En quoi "l'obsolescence programmée" affecte-t-elle l'évolution des prix ?
Il y a plusieurs manières de faire de l'obsolescence programmée. La plus noble est la fuite en avant vers l'innovation, une innovation au compte-gouttes, mais une innovation tout de même, qui crée un désir d'achat (ou de location, comme pour les smartphones) chez le consommateur. L'autre versant de ce phénomène est lié à la mise en vente de produits au cycle de vie volontairement raccourci et qui, très rapidement, ne fonctionnent plus. Si l'on combine tous les facteurs évoqués, cela amène les gens à aller vers le moins cher pour réaliser une économie immédiate, que l'on met en rapport avec un surcroît de qualité mais que l'on découvrira plus tard.
Comment orienter le public vers une consommation plus responsable ?
Les gens sont souvent prêts à acheter plus cher, s'ils sont sûrs que la qualité est meilleure. Par ailleurs, je pense que cela passe par un allongement de la durée légale de garantie des biens durables à dix ans. Actuellement, tous les biens qui ne se consomment pas en un seul acte sont garantis deux ans, ce qui n'empêche pas certains commerçants de dire à leurs clients que la garantie ne dure qu'un an. Récemment, le Sénat a proposé que la durée légale de garantie soit portée à cinq ans, mais cela a suscité une telle levée de boucliers de la part des industriels que le projet n'a pas abouti.

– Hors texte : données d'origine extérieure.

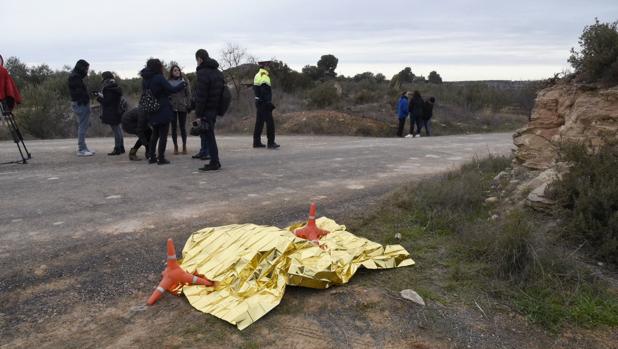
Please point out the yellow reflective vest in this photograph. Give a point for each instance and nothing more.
(261, 78)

Dans la même logique, comment lutter contre les "coûts cachés" et contribuer, par là même, à objectiver les prix?
Ce qui est déterminant, ce n'est pas d'acheter le produit le moins cher, mais le moins coûteux. Deux notions qui ne sont pas synonymes. On peut craindre que, parfois, le moins cher se révèle être le plus coûteux. Il y a donc matière à réfléchir sur la manière dont on objective le coût d'usage à côté du prix. Un amendement, à l'initiative des écologistes, a été déposé et adopté dans le cadre de la loi Hamon. Ainsi à partir du 1er janvier 2015, l'expérimentation d'un double affichage devrait être en place : d'un côté, le prix de vente, de l'autre, ce que la loi désigne comme étant le prix d'usage. Mais cette mesure qui, faute de moyens, n'est toujours pas entrée en application, doit faire face à une opposition farouche des industriels et des enseignes. Cela permettrait pourtant d'objectiver un certain nombre de coûts cachés et, pour le consommateur, d'optimiser son achat sur la base d'informations plus pertinentes.